Addressing a session on “Making ecommerce work for all” at the Global Review of Aid for Trade on 3 July, WTO Director-General Roberto Azevêdo called on the international community to tackle the digital divide and ensure that ecommerce is a force for inclusion. He highlighted the growing interest in ecommerce issues and stressed the importance of building the necessary frameworks and capacities to ensure that everybody can participate. The lack of availability of trade finance is severely hindering the trade opportunities of small businesses in developing countries in particular, according to a co-publication launched by the WTO and the International Finance Corporation on 3 July at the Global Review of Aid for Trade. The publication looks into the reasons for the growing reluctance of the global financial sector to engage in this form of financing and presents case studies of capacity-building programmes organized by the international community to address this issue.

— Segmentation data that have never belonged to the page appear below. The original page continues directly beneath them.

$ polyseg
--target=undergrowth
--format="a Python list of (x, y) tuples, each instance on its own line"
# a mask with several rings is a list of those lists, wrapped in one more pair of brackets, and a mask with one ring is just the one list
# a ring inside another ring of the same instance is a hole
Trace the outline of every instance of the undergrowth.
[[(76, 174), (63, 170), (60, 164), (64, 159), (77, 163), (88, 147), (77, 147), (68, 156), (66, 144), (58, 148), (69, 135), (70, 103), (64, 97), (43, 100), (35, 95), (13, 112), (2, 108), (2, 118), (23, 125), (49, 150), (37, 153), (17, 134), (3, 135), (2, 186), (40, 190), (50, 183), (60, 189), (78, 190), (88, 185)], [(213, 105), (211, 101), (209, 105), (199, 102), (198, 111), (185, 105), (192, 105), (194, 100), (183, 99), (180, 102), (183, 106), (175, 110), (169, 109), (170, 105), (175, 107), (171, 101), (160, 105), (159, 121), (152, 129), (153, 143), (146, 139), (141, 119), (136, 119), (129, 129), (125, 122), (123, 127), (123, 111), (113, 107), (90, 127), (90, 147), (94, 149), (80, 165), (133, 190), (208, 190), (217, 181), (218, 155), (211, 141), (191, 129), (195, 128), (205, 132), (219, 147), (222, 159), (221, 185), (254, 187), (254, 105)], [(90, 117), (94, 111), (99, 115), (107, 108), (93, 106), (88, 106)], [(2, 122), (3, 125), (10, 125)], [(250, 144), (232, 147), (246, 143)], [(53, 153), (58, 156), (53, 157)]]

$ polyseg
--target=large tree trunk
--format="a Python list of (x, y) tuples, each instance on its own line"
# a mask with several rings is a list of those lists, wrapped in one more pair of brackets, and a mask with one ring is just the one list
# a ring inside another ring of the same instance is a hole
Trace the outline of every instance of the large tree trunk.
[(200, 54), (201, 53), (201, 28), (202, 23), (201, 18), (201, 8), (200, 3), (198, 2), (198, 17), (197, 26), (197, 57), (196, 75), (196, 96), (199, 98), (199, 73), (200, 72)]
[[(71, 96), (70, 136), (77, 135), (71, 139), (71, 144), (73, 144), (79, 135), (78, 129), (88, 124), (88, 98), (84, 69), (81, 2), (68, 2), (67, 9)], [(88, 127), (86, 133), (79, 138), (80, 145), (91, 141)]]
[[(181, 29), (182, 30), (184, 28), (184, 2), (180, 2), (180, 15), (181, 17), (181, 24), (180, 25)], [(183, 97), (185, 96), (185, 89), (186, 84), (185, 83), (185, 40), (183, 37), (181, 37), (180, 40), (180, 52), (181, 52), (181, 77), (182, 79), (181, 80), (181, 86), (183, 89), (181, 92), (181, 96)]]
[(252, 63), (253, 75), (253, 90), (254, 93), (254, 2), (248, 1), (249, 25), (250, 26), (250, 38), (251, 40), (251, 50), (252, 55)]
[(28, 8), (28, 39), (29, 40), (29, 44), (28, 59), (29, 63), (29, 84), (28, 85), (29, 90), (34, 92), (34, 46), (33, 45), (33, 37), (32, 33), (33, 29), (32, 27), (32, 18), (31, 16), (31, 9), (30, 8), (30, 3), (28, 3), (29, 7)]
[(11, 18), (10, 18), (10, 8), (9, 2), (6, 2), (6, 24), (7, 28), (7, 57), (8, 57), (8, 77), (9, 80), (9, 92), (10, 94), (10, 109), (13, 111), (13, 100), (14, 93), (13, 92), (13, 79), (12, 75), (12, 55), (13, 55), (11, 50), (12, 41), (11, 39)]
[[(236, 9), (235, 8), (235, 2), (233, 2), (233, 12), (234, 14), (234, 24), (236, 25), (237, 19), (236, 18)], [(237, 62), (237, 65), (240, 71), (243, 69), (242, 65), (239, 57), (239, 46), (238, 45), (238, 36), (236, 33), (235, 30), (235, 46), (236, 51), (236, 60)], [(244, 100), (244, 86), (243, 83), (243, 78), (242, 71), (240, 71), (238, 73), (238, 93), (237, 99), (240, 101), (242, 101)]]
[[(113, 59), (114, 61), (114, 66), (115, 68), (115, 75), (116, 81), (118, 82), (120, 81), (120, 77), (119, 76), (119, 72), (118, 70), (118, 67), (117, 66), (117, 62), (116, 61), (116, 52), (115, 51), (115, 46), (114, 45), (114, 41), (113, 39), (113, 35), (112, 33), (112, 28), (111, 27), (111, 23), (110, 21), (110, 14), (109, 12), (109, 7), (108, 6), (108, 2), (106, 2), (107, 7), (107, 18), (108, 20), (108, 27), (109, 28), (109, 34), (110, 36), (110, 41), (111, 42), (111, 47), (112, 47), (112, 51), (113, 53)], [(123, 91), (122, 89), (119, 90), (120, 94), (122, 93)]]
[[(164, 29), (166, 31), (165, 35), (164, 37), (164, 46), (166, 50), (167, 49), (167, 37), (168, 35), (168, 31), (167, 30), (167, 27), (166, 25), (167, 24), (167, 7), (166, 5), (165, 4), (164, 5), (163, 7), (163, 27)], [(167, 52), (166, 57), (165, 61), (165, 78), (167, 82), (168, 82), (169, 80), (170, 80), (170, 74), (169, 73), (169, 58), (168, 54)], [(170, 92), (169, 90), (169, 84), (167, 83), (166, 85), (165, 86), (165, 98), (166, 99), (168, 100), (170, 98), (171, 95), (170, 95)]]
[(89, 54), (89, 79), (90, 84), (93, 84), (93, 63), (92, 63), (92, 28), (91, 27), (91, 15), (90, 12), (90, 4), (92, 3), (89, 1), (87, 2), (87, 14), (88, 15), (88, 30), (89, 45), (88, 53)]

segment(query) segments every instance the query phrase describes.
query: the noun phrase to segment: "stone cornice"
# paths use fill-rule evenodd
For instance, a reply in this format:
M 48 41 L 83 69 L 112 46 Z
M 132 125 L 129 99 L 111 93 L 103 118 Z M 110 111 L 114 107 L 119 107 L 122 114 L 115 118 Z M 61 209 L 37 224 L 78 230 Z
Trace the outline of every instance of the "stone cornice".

A few years ago the WTO started a process for dealing with the global trade in products bought online. This process, known by its brain-numbing title as the “Joint Statement Initiative on Ecommerce” (JSI Ecommerce) is on its 3rd round of talks, and has been taking place in Geneva in July. Four African countries are now involved – Benin (which leads the ‘Africa Group’ at the WTO), Nigeria, Kenya and Cote d’Ivoire. This process is very important for Africa for two reasons – first, because these detailed negotiations lay a very useful basis for the negotiations on trade that will now start at the AfCFTA (see the article on the AfCFTA above). Second, because the set of rules once agreed will make global trade in online purchases easier, which will benefit SA e-merchants selling into Europe and the USA.
The discussions cover both services and goods, and range around paperless trading, customs warehouses/duty free zones, electronic invoicing, electronic transferable records, facilitation of e-payments, customs procedures and warehouses, the De minimis rules, the World Customs Organisation’s (WCO) Cross-Border Ecommerce Framework of Standards, open government data, access to the Internet, access to platforms/competition.
One of the most enthusiastic countries pushing for these negotiations is China which will be providing a detailed and ambitious proposal by early September in several areas: paperless trading and digital formalities, particularly B2C ecommerce, e-payments, cooperation and technical assistance for developing countries. For payments expect ambitious coverage of market access, transparency, regulatory cooperation in telecommunications and financial services. [This information has been made available to EFA thanks to our membership in the Digital Trade Network.]
An important part of cross-border BtoC trade is the de minimis rule – that is the value amount a consumer can receive from abroad without having to pay customs duty. In SA for example, a consumer can receive two shipments worth up to 500R each in a 12 month period. At least that is the theory, although in practice SARS often puts duties on items of far less value. In some EU countries the de minimis rule allows personal imports of up to 1,000euros.